Chatbots introduce positive bias to review summaries

Customers are 32% more likely to buy a product after reading a review summary generated by a chatbot than after reading the original review written by a human. That’s because large language models introduce bias, in this case a positive framing, in summaries. That, in turn, affects users’ behavior. 

These are the findings of a study (“Quantifying cognitive bias induction in LLM-generated content”) by computer scientist authors from the University of California San Diego showing evidence that cognitive biases introduced by large language models have real consequences on users’ decision-making, whether they are consuming product reviews or news items.

The researchers found that LLM-generated summaries changed the sentiments of the reviews they summarized in 26.5% of cases. They also found that LLMs hallucinated 60% of the time when answering user questions, if the answers were not part of the original training data used in the study. The hallucinations happened when the LLMs answered questions about news items, either real or fake, which could be easily fact-checked. “This consistently low accuracy highlights a critical limitation: the persistent inability to reliably differentiate fact from fabrication,” the researchers write. 

The researchers presented their work at the 14th International Joint Conference on Natural Language Processing and the fourth Conference of the Asia-Pacific Chapter of the Association for Computational Linguistics in December 2025. 

••• health care research

No patience for these patients

A systematic review of 45 studies found that physicians perceive one in six patient visits in non-psychiatric clinics as “difficult,” and these encounters are more likely to involve patients with mental health disorders or chronic pain. 

The review (“The prevalence and characteristics of difficult patient encounters: A systematic review and meta-analysis”) was published in Annals of Internal Medicine.

Researchers from Clement J. Zablocki Veterans’ Administration Medical Center and Medical College of Wisconsin sought to understand how often clinic visits are considered difficult and what factors contribute to these challenging interactions. 

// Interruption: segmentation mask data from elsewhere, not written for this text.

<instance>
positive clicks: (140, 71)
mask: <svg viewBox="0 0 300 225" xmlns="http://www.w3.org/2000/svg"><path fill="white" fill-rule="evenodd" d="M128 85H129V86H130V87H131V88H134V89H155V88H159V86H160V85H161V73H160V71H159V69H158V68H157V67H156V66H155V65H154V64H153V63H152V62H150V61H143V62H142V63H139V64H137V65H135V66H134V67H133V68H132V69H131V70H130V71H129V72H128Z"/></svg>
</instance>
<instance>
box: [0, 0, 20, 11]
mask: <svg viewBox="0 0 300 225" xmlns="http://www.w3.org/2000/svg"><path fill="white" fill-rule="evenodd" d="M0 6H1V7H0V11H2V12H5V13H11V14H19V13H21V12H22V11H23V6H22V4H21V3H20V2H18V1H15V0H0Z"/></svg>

Patients with depression, anxiety, chronic pain, substance use disorders or personality disorders were significantly more likely to fall into the “difficult” category. Provider characteristics that increased the prevalence of difficult clinic visits included level of provider experience, burnout and job satisfaction. Indeed, the analysis found that less-experienced providers report more difficult interactions and these visits often leave patients less satisfied and with unmet expectations. The findings suggest that improving training for nonpsychiatric physicians so they could better address underlying mental health and pain issues could make visits more productive and positive for both patients and clinicians.